Winger Jakub Voracek, another new Flyer, also idolized Jagr. He grew up in the same town as Jagr - Kladno, in the Czech Republic.
The Jagr-worship aside, the 6-foot-2, 240-pound right winger should bolster a power play that was 19th out of 30 teams with a 16.6 percent success rate last season. He will bring his wily experience to whichever line he ends up on.
In turn, "the enthusiasm that goes through young guys for the game will rub off on Jaromir a little bit, too," Holmgren said. "When we talked in the summer about coming here, that was one of the things we tried to push - that we had a lot of young forwards and maybe there'll be a little give and take. . . . Hopefully, one hand washes the other."
"He's come back with a great attitude," coach Peter Laviolette said. "He wants to be part of this."
Jagr said he didn't mean to offend anyone in Pittsburgh when he bypassed the Penguins and signed with their bitter intrastate rivals.
In Pittsburgh, Jagr has become Public Enemy No. 1. New Flyer Max Talbot, another former Penguin, kidded with Jagr about it the other day.
"I told him I was kind of glad he didn't sign in Pittsburgh because he got the heat more than me," Talbot said with a grin.
Camp notes. Saturday's other main lines were: Danny Briere centering Hartnell and Voracek; Michael Nylander, who had success playing alongside Jagr with the Rangers and Washington, centering Talbot and Wayne Simmonds; and Blair Betts centering Jody Shelley and Andreas Nodl.
Don't read much into the lines, Laviolette said, because they will be altered repeatedly during camp. He added it's not a lock that Briere and Hartnell will remain together. A year ago, Briere, Hartnell, and Ville Leino formed the Flyers' top unit.

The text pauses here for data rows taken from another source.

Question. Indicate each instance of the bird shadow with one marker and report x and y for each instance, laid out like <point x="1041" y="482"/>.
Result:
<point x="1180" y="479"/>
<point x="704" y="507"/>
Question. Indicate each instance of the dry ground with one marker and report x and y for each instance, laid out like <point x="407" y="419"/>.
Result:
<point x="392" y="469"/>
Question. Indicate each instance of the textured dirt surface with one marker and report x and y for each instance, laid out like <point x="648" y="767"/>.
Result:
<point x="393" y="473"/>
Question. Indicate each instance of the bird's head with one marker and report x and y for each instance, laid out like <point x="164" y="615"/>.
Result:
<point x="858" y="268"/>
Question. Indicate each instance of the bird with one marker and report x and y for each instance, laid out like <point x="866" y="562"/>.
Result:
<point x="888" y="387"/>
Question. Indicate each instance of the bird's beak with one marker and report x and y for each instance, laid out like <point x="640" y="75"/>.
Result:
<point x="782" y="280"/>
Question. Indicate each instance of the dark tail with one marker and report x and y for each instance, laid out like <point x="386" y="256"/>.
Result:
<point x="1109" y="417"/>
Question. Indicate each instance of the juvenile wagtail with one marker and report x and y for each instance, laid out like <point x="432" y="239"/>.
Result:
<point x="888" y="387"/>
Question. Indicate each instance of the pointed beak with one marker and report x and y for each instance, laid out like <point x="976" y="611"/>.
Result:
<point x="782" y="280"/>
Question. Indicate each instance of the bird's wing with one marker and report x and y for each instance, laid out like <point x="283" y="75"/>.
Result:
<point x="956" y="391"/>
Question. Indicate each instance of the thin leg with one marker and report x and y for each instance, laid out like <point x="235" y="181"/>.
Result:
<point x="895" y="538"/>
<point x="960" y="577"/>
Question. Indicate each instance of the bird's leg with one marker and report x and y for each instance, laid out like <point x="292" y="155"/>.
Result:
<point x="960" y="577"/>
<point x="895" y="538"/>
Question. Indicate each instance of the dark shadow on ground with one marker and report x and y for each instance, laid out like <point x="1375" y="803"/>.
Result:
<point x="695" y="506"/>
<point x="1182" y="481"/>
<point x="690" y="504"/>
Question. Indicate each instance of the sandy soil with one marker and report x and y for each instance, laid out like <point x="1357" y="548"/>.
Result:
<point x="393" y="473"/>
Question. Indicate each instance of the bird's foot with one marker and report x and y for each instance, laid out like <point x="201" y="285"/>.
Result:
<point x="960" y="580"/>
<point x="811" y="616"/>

Breakaways. Sixty-six players are fighting for 23 jobs. . . . Holmgren was impressed with defenseman Matt Walker, who is much slimmer (and healthier) than last year. Walker is among the players battling for the sixth defensive spot. "I thought he looked outstanding today," Holmgren said. "He spent his own money and went to Vancouver and hired a trainer and worked one on one. He looks lean."